Music and Markings fills the United Nations

In the evening of 27 October, at the United Nations Headquarters in New York, the stream of regular UN meetings gave way to a very different event in the great ECOSOC chamber.

The Foundation, together with the United Nations and the Swedish Representation to the UN, organised the special event in celebration of the 70th anniversary of the founding of the United Nations and in honour of the late legendary Secretary-General Dag Hammarskjöld. The event, entitled “Markings and Music” featured Deputy Secretary-General Jan Eliasson and internationally renowned Swedish pianist Per Tengstrand at the stage as they celebrated Hammarskjöld’s extraordinary life with words and harmony.

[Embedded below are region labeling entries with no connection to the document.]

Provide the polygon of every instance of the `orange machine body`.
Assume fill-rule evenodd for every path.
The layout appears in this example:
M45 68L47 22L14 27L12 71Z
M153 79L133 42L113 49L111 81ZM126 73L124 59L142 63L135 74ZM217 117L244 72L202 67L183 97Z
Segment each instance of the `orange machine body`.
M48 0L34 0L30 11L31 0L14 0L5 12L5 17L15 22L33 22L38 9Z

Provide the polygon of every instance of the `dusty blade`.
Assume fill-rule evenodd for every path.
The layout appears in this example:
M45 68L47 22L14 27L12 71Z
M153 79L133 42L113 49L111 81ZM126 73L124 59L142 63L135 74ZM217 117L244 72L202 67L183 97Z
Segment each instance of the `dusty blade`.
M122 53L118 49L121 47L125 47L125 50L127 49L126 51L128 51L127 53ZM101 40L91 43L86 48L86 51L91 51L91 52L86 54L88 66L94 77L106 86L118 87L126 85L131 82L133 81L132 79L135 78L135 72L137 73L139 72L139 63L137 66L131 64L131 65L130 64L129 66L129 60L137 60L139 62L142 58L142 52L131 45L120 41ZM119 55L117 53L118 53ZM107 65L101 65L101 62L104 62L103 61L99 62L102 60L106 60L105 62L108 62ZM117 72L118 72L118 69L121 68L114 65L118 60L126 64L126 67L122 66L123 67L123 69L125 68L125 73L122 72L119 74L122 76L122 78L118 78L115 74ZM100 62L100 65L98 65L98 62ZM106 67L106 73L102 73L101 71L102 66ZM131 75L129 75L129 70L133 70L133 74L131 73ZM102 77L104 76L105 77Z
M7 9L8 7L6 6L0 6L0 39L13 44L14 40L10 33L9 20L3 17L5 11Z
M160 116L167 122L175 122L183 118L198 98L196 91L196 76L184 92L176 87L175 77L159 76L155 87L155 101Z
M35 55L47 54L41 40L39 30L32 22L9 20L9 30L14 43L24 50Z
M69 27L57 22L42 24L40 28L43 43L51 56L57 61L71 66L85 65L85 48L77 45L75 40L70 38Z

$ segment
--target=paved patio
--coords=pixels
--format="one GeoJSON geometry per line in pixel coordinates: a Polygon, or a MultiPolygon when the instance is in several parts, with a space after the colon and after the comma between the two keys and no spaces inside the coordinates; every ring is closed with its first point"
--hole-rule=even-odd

For more than one hour, magic filled the room. Readings from Hammarskjöld’s book “Markings” of 1963 and personal anecdotes from the Deputy Secretary-General were alternating with interludes of music inspired by Markings. Tengstrand started forcefully with “Appassionata” by Ludwig van Beethoven, representing a world in turmoil, after which Eliasson spoke about the man Hammarskjöld, who he was, where he came from and his career before becoming Secretary-General. “He was a man of conviction and a man of action,” said Eliasson who then reflected on Hammarskjöld’s three “never aphorisms”:

“Never, for the sake of peace and quiet, deny your own experience or convictions.”

“Never measure the height of a mountain until you have reached the top. Then you will see how low it was.”

“Never look down to test the ground before taking your next step; only he who keeps his eye fixed on the far horizon will find the right road.”

Special Event: “Markings and Music"Special Event: “Markings and Music"







The two men then took turns in the spotlight, Tengstrand playing pieces from Grieg, Chopin and Bach, and Eliasson reading excerpts from Markings and sharing personal reflections on these. He spoke about Hammarskjöld’s love for culture, nature and his work and read a part of Hammarskjöld’s poem “Hudson Valley.” The evening ended with the beautiful tunes of Beethoven’s Arietta from piano sonata op. 11.